RANGER AGAINST WAR: No Reverse <

Sunday, December 03, 2006

No Reverse

No passion so effectively robs the mind of all its powers of acting and reasoning as fear.
--Edmund Burke

A morality tale:


One night a few years ago, a young deer got caught in the hog wire fence surrounding my horse pasture. The little critter was too young to jump, and too immature to go around the obstacle. The deer put its head through the fence, pushing until it died of fatigue, or possibly shock. The little guy was alive when I pulled its head out of the fence, but he didn't make it. He died right there after being freed.

The deer merely had to stop, assess the situation, and simply back up and go around. However, the young deer did not possess this flexibility of thought and action, so mired in the distress and fear of the moment was he. This caused his untimely death.
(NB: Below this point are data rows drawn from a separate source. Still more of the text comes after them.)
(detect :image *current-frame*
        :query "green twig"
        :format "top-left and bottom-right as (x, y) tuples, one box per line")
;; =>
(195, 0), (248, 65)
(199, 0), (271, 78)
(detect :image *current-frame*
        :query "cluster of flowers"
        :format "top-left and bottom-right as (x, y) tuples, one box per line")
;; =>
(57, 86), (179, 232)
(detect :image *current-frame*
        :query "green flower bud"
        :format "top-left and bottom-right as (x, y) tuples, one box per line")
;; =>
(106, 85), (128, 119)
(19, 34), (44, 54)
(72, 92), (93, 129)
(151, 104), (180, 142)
The thought occurred to me that this was the perfect metaphor for U.S. policy in Iraq. All the deer had to do to save himself--shy of getting stuck in the first place--was to back up. Instead, he remained mired, unto his end.

There must be a lesson here.

Re. the Burke quotation: Originally, I thought this was a lesson lost on this administration. But it is not so. They want the terrorism threat to remain esoteric and opaque, to keep the legions in the state of the deer, the state of fear.